Une barrière logistique limitante
Du côté de l'azote, la société Europe environnement a présenté une unité de désorption-absorption d'ammoniac à partir de digestat de méthanisation. Il s'agit en effet d'extraire l'ammoniac du digestat et de le mélanger avec de l'acide pour obtenir une solution de sulfate d'ammonium à 10 % d'azote ou de nitrate d'ammonium à 20 % d'azote. Une unité actuelle, par exemple, en produit environ 800 m3/an. « Cela permet de couvrir à peine 100 ha », calcule Christophe Klotz, du Comptoir agricole de Hochfelden. Des faibles volumes et des faibles concentrations qui limitent le transport sur de longues distances et n'autorisent donc qu'une utilisation locale. Ce n'est d'ailleurs pas l'ambition de la société Akeano, qui a mis au point une technologie d'extraction baptisée Enoferti, qui vise à fabriquer à partir de digestats ou de résidus ultimes des engrais minéraux azotés, PK ou du DAP. La construction d'unités industrielles va être planifiée au cours de l'année 2012 dans des régions d'élevage, afin de commercialiser les produits, notamment vers des régions de grandes cultures.
Une mise en marché fastidieuse
Ce n'est pas le seul inconvénient de ces procédés de traitement des effluents. Ils sont bien souvent gourmands en énergie et doivent encore s'améliorer pour présenter des bilans environnementaux plus favorables. Quant à l'étape de mise en marché, elle semble plus que délicate. Pour la plupart de ces produits issus du recyclage, passer par le circuit classique de l'homologation sera très fastidieux, voire quasiment inaccessible pour des PME.

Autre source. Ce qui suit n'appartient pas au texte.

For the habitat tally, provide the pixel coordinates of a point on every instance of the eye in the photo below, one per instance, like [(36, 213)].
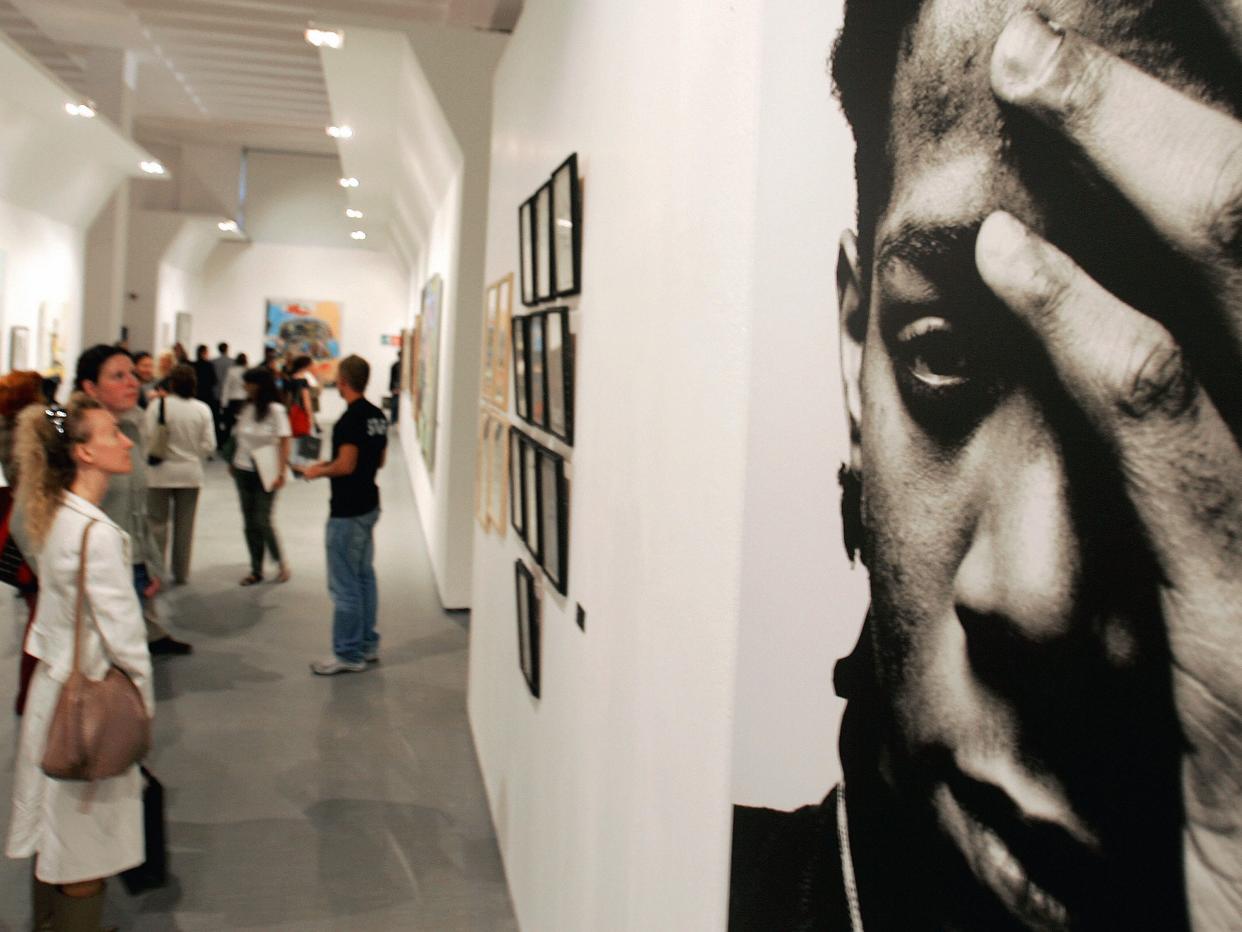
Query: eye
[(934, 353)]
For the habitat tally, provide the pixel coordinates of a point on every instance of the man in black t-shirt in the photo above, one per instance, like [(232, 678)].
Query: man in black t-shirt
[(359, 445)]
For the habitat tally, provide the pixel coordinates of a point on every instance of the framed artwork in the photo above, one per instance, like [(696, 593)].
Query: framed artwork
[(544, 270), (501, 353), (498, 475), (558, 373), (491, 310), (553, 518), (530, 498), (517, 487), (566, 236), (527, 245), (528, 625), (538, 389), (296, 328), (521, 388), (427, 368), (19, 348)]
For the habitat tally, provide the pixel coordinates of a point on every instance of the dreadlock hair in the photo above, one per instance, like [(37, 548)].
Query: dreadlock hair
[(46, 438)]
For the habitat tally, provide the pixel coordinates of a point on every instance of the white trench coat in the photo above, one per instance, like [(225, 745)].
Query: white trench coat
[(80, 830)]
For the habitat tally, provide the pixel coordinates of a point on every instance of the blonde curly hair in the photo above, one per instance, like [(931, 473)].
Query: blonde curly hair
[(46, 438)]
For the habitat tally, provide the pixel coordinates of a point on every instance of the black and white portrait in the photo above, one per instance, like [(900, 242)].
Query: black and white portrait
[(1041, 356)]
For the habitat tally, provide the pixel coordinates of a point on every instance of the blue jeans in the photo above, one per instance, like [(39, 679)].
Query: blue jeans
[(352, 585)]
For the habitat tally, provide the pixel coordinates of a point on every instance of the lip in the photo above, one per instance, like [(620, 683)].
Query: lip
[(1037, 868)]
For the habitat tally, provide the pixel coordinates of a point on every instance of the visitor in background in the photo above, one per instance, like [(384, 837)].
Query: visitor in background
[(173, 485), (144, 368), (232, 397), (78, 833), (359, 445), (262, 429), (301, 405), (107, 374), (18, 390), (209, 388), (221, 364)]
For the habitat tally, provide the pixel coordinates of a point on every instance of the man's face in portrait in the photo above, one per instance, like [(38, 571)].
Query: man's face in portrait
[(1020, 636)]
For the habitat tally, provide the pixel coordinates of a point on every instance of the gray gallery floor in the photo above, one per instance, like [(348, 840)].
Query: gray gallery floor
[(299, 802)]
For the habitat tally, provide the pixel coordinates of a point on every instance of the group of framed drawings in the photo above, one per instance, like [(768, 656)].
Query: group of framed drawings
[(543, 370), (550, 237), (550, 266)]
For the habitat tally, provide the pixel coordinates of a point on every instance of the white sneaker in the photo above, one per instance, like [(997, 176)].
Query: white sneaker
[(335, 665)]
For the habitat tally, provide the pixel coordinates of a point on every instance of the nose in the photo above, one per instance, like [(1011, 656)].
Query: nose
[(1020, 573)]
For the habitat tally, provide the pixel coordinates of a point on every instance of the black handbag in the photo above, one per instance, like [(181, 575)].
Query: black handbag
[(152, 872)]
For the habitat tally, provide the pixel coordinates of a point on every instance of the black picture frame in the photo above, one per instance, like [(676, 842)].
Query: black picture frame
[(537, 363), (566, 232), (521, 367), (529, 625), (553, 518), (558, 374), (527, 245), (517, 485), (544, 259)]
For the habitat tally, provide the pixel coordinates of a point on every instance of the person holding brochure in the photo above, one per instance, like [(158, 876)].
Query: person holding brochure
[(359, 446), (258, 466)]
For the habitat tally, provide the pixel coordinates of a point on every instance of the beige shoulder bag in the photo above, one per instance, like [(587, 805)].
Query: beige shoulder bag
[(98, 728)]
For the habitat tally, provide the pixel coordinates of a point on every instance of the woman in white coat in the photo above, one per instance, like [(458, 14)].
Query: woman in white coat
[(78, 833), (173, 485)]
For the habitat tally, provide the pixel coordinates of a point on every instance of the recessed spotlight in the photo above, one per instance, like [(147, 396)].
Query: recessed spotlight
[(329, 37)]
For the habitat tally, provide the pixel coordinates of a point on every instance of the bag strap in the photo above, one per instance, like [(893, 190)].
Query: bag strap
[(81, 597)]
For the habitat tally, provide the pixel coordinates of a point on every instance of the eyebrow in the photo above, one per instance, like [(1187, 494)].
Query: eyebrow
[(933, 247)]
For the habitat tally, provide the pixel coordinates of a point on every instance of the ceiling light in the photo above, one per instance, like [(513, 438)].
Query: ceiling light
[(329, 37)]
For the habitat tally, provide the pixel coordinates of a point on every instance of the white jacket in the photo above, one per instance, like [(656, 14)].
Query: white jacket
[(112, 603), (191, 435)]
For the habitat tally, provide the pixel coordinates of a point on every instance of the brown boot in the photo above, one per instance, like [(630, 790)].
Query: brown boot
[(77, 913), (42, 904)]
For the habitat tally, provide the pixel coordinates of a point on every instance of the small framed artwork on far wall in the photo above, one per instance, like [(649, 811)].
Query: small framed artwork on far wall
[(543, 239), (527, 245), (521, 389), (566, 236), (528, 625)]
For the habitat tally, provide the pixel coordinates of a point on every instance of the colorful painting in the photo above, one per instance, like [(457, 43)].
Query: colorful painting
[(427, 368), (311, 328)]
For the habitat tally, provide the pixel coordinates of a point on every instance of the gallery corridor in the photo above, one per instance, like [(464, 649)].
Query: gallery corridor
[(297, 802)]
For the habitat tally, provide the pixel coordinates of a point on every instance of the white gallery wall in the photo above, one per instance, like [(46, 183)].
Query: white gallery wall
[(40, 270), (704, 525), (611, 793)]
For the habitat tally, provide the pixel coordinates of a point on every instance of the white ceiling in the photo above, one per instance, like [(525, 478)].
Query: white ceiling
[(225, 71)]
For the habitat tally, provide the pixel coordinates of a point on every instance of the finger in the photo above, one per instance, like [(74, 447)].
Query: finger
[(1228, 16), (1179, 460), (1178, 160)]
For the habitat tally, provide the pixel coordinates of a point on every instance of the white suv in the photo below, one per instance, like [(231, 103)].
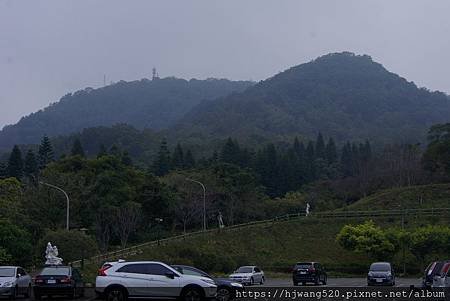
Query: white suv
[(120, 280)]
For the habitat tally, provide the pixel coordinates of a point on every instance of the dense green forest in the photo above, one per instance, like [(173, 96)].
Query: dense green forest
[(117, 203), (346, 96), (154, 104)]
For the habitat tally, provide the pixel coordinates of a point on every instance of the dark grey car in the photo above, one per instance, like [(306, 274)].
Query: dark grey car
[(381, 273)]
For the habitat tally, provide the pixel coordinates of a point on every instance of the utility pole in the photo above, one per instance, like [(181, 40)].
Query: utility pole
[(204, 201), (67, 201)]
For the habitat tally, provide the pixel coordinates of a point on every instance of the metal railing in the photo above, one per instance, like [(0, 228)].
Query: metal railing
[(137, 249)]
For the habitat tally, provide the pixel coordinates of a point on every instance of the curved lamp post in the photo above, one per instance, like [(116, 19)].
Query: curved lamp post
[(67, 199), (204, 200)]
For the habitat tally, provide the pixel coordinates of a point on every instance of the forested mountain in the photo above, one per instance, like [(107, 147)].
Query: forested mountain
[(343, 95), (154, 104)]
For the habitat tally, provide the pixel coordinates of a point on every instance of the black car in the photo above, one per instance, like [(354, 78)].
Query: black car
[(381, 273), (432, 271), (304, 272), (58, 281), (226, 289)]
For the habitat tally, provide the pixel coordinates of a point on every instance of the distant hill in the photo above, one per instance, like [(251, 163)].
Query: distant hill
[(155, 104), (343, 95)]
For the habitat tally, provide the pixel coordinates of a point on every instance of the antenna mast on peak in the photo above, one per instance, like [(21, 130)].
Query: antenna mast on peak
[(154, 74)]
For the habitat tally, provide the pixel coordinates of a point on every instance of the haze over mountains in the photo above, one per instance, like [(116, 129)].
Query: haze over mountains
[(342, 95), (346, 96), (154, 104)]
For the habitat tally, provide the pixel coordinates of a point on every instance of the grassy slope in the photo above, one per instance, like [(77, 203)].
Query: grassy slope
[(425, 196), (277, 246)]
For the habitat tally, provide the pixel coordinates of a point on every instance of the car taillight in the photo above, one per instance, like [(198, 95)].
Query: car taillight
[(103, 269)]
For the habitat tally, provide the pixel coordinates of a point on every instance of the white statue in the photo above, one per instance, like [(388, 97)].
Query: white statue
[(51, 255), (220, 220)]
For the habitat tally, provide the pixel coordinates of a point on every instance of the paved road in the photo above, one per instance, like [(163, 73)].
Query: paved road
[(281, 282), (345, 282)]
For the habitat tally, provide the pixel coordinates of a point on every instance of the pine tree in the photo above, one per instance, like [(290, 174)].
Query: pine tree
[(309, 161), (15, 163), (31, 167), (3, 170), (102, 151), (331, 151), (230, 152), (189, 161), (77, 148), (178, 157), (45, 153), (320, 147), (161, 165), (347, 160), (126, 159)]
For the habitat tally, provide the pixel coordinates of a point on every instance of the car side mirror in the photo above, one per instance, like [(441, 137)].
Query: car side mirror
[(170, 275)]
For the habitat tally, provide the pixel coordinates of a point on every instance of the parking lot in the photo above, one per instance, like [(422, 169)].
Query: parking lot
[(281, 282)]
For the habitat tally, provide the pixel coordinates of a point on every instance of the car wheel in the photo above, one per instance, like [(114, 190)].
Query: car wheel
[(14, 293), (116, 294), (28, 292), (192, 294), (224, 294)]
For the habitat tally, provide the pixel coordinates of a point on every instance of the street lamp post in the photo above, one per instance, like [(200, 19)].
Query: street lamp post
[(204, 201), (67, 201)]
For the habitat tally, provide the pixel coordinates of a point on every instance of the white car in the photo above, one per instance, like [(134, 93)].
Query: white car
[(248, 275), (120, 280), (14, 281)]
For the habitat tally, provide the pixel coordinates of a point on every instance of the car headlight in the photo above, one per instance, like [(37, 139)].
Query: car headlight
[(209, 281), (7, 284)]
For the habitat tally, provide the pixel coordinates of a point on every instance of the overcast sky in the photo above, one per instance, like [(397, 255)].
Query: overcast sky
[(50, 48)]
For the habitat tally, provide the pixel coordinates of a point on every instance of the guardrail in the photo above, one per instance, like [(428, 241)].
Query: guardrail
[(123, 253)]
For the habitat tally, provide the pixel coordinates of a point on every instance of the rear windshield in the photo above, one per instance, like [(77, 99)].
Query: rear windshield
[(380, 267), (7, 272), (245, 270), (303, 265), (53, 271)]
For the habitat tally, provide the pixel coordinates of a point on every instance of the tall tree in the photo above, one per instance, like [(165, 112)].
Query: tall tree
[(31, 167), (178, 157), (15, 163), (320, 147), (331, 152), (45, 153), (230, 152), (77, 148), (3, 170), (161, 165), (189, 160)]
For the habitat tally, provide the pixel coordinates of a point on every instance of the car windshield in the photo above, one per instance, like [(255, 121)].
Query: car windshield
[(245, 270), (54, 271), (188, 271), (7, 272), (303, 265), (380, 267)]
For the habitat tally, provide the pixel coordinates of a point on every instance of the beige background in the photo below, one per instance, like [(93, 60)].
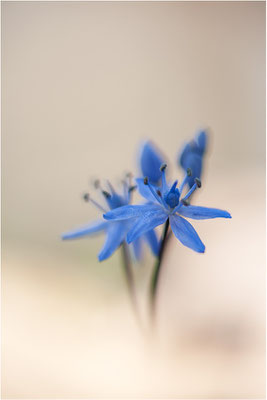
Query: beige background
[(83, 83)]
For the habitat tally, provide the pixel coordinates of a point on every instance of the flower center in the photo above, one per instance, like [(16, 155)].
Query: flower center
[(172, 198)]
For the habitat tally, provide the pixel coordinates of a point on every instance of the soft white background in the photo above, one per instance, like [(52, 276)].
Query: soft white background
[(83, 83)]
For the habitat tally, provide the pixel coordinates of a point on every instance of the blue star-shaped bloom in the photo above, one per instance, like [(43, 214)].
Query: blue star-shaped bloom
[(115, 230), (166, 203), (191, 156)]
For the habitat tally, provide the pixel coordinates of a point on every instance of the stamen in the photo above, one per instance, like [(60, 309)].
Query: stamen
[(193, 188), (97, 184), (132, 188), (172, 189), (125, 190), (129, 176), (87, 198), (155, 194), (111, 187), (187, 175), (163, 178), (185, 202), (106, 194)]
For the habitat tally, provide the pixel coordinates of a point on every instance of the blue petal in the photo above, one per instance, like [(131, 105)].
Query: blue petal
[(115, 235), (134, 211), (150, 162), (144, 189), (149, 220), (152, 239), (196, 212), (185, 232), (89, 229), (137, 247)]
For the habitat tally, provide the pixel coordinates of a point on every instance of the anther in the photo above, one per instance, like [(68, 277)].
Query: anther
[(189, 172), (86, 197), (198, 182), (163, 167), (106, 194), (132, 188), (97, 184), (185, 202)]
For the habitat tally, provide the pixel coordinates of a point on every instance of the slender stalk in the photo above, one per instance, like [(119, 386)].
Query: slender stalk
[(129, 277), (156, 272)]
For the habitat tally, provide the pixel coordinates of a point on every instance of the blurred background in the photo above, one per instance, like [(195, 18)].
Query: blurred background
[(83, 84)]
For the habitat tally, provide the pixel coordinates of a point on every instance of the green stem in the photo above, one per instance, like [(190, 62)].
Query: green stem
[(156, 273)]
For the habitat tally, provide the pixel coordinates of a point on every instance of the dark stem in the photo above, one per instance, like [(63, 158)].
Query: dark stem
[(156, 273), (129, 277)]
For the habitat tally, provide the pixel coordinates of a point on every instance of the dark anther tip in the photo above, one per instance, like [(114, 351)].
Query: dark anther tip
[(86, 196), (163, 167), (106, 194), (185, 202), (189, 172), (131, 188), (97, 183), (198, 182)]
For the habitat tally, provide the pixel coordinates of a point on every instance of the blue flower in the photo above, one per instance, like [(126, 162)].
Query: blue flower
[(192, 156), (115, 230), (150, 161), (166, 203)]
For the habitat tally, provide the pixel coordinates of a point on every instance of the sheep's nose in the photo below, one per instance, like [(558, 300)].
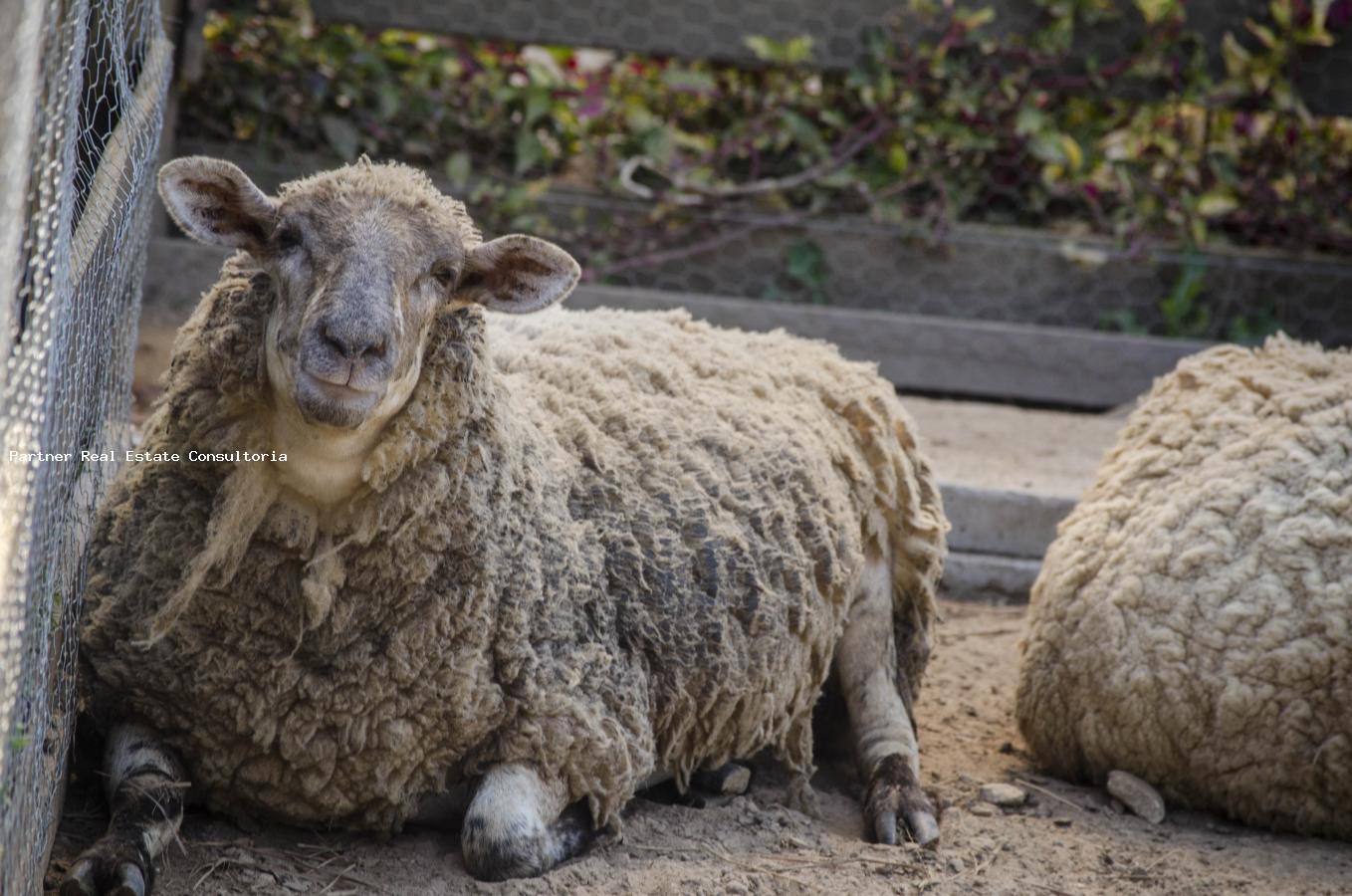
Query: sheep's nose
[(353, 340)]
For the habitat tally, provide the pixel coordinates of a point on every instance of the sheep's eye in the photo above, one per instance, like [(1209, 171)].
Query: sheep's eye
[(444, 275), (287, 238)]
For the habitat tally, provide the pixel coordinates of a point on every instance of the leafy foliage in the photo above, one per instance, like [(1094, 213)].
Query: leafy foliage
[(947, 119)]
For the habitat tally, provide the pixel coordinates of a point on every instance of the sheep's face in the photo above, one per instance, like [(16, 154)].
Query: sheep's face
[(359, 258)]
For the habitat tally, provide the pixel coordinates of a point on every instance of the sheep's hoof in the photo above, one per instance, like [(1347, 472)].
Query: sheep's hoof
[(109, 868), (718, 786), (895, 794)]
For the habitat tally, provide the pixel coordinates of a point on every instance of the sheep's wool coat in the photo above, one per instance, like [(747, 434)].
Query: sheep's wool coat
[(1193, 620), (599, 543)]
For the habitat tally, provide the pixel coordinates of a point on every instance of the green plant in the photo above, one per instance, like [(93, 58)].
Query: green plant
[(944, 120)]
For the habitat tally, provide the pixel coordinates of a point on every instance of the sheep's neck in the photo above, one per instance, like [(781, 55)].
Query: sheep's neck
[(322, 467)]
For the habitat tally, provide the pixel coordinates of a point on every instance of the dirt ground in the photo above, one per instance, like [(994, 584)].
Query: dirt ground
[(1064, 839)]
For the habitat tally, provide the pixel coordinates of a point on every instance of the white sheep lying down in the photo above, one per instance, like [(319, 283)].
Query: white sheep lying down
[(550, 555), (1193, 620)]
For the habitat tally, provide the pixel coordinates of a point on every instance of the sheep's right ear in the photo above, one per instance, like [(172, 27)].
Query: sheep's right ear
[(215, 203)]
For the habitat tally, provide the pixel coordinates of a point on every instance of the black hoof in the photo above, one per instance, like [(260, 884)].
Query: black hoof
[(109, 868), (894, 794)]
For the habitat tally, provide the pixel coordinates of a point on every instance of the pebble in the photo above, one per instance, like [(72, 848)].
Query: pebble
[(1002, 794), (1136, 794)]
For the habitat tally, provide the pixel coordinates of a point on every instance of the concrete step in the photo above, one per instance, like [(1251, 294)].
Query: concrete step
[(1009, 476)]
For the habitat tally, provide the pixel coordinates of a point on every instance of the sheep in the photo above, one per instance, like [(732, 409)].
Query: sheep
[(1192, 619), (554, 555)]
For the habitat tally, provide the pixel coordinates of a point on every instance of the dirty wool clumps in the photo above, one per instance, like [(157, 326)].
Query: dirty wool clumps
[(1193, 620), (599, 543)]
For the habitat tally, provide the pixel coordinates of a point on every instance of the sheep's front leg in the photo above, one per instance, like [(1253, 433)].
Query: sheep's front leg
[(518, 824), (884, 740), (144, 786)]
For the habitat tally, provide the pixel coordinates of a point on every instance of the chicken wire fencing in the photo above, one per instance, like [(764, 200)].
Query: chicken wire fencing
[(84, 88)]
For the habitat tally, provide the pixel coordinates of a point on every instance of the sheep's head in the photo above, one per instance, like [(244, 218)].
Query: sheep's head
[(361, 257)]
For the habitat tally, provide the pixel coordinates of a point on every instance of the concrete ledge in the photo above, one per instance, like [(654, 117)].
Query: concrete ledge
[(989, 578), (1002, 522), (975, 358), (947, 355)]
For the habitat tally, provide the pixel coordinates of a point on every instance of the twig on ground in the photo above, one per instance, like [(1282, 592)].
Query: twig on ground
[(1054, 796)]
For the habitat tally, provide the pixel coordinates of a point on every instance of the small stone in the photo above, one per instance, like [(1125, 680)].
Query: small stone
[(1136, 794), (732, 779), (1004, 794)]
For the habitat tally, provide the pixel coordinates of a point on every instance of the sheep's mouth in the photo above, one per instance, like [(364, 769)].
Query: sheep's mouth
[(332, 403)]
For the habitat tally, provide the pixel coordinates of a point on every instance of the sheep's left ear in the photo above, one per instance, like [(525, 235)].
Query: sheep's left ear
[(518, 275)]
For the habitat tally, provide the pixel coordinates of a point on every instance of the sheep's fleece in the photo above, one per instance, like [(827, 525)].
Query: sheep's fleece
[(600, 543), (1193, 620)]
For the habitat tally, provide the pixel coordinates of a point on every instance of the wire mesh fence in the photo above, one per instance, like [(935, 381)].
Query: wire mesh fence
[(82, 127)]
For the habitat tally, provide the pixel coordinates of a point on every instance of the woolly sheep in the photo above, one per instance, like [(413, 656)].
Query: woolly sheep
[(551, 555), (1193, 620)]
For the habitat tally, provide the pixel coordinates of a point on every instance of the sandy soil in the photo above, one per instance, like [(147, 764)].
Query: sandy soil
[(1064, 839)]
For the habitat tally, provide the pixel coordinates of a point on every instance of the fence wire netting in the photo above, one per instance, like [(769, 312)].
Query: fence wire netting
[(80, 134)]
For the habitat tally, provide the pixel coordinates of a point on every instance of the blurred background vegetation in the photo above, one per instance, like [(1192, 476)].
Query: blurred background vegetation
[(944, 120)]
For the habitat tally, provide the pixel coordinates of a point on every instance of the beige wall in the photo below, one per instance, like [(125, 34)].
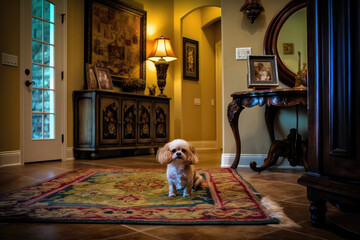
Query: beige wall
[(199, 121), (237, 31)]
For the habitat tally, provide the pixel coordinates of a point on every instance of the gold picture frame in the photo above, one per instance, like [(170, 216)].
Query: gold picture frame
[(115, 38), (91, 81), (104, 78), (191, 59), (262, 72)]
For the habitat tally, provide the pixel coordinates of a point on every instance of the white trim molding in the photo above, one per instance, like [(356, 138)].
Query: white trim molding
[(204, 145), (245, 159), (10, 158), (69, 154)]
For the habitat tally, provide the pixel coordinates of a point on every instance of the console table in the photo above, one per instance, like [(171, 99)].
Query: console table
[(293, 147)]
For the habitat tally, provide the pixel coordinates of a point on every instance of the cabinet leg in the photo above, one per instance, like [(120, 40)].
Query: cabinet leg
[(317, 208)]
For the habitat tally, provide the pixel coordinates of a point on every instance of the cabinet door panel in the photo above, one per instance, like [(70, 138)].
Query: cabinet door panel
[(161, 123), (109, 119), (129, 111), (144, 122)]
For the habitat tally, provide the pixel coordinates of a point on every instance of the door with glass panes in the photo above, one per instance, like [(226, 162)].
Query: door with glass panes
[(42, 80)]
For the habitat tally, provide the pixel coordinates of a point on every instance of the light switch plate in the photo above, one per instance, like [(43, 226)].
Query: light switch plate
[(10, 60), (197, 101), (242, 53)]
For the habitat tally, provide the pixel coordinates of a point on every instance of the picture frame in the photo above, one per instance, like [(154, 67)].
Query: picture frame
[(288, 48), (117, 43), (91, 79), (190, 59), (103, 77), (262, 72)]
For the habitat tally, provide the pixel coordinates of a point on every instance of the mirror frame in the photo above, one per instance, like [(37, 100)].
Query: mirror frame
[(286, 76)]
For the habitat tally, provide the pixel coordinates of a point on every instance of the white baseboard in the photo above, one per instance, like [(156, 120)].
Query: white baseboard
[(10, 158), (245, 159), (204, 145), (69, 154)]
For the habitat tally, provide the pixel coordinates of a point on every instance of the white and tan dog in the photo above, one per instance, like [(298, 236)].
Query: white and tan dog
[(181, 174)]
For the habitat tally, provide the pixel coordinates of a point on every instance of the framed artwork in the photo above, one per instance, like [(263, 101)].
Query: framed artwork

A moins de trouver un moyen de se regrouper, comme peuvent l'envisager par exemple les producteurs de struvites, dont le produit peut être plus facilement standardisé. Demander à intégrer des normes serait peut-être plus aisé, et encore. Il y a donc tout un monde entre l'industrie des engrais et ces nouveaux recycleurs de matière organique.
« Est-ce qu'il n'est pas plus simple d'utiliser les effluents tels qu'ils se présentent ? », se demande finalement Philippe Eveillard, de l'Unifa. Et revenir aux filières de recyclage qui fonctionnent correctement, depuis longtemps, comme celle de la vinasse, concentré de distillerie assez riche en potassium et en azote. « S'il y en avait deux fois plus sur le marché, la coopérative en vendrait le double », abonde Christophe Klotz.